Index > Is Prindle right? (Taylor Swift related) > I find her a strange figure > I had never knowingly heard any of her songs > Re: I had never knowingly heard any of her songs > Shake It Off’s popularity had to be the music video, right? > Re: Shake It Off’s popularity had to be the music video, right? > The "soap opera" effect is real lol > I don't think that's the case? > Yeah, I was confused when I saw that post. > Re: Yeah, I was confused when I saw that post. > Yeah I meant open-ended serial, like in the classic sense
Posted by Tabernacles E. Townsfolk (@billstrudel) on March 15, 2024, 12:31 a.m.

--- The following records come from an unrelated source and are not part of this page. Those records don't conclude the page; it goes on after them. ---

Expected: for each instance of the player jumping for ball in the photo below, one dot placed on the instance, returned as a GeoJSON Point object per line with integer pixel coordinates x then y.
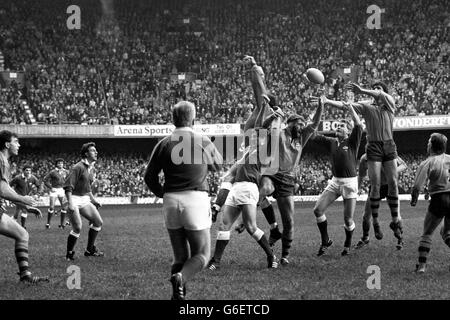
{"type": "Point", "coordinates": [343, 152]}
{"type": "Point", "coordinates": [381, 149]}
{"type": "Point", "coordinates": [437, 169]}
{"type": "Point", "coordinates": [54, 180]}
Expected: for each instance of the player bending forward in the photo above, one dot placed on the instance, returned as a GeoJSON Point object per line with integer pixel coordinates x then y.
{"type": "Point", "coordinates": [362, 172]}
{"type": "Point", "coordinates": [23, 184]}
{"type": "Point", "coordinates": [9, 146]}
{"type": "Point", "coordinates": [82, 202]}
{"type": "Point", "coordinates": [54, 180]}
{"type": "Point", "coordinates": [437, 169]}
{"type": "Point", "coordinates": [344, 153]}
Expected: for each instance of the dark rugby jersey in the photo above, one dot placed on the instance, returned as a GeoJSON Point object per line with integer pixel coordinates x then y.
{"type": "Point", "coordinates": [185, 158]}
{"type": "Point", "coordinates": [5, 171]}
{"type": "Point", "coordinates": [24, 186]}
{"type": "Point", "coordinates": [248, 173]}
{"type": "Point", "coordinates": [56, 178]}
{"type": "Point", "coordinates": [79, 179]}
{"type": "Point", "coordinates": [290, 149]}
{"type": "Point", "coordinates": [343, 155]}
{"type": "Point", "coordinates": [437, 170]}
{"type": "Point", "coordinates": [379, 118]}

Dickens planned his works to be released over 19 months (in 20 parts) and although he didn’t know exactly what shape the work would take at the beginning, he still wrote and shaped the story to unfold in a set number of installments. A better comparison is to the telenovela.

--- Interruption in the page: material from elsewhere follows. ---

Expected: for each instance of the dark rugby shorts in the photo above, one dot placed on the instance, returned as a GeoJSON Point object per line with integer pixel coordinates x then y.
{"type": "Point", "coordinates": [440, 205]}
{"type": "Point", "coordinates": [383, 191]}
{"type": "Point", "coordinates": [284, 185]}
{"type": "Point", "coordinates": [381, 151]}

Oliver Twist was more haphazard, published basically wherever at irregular intervals while he was working on two other of those 20-part novels. A Tale of Two Cities was released weekly in a magazine. The Old Curiosity Shop started as a weekly magazine piece before switching to monthly stand-alone installments like the others. Hard Times, the worst of Dickens’ novels and an atypical one (think Dylan’s Self-Portrait), I think was weekly. I think Barnaby Rudge may have been screwy as well; I remember there was something significant about it besides it just sucking. Which it does.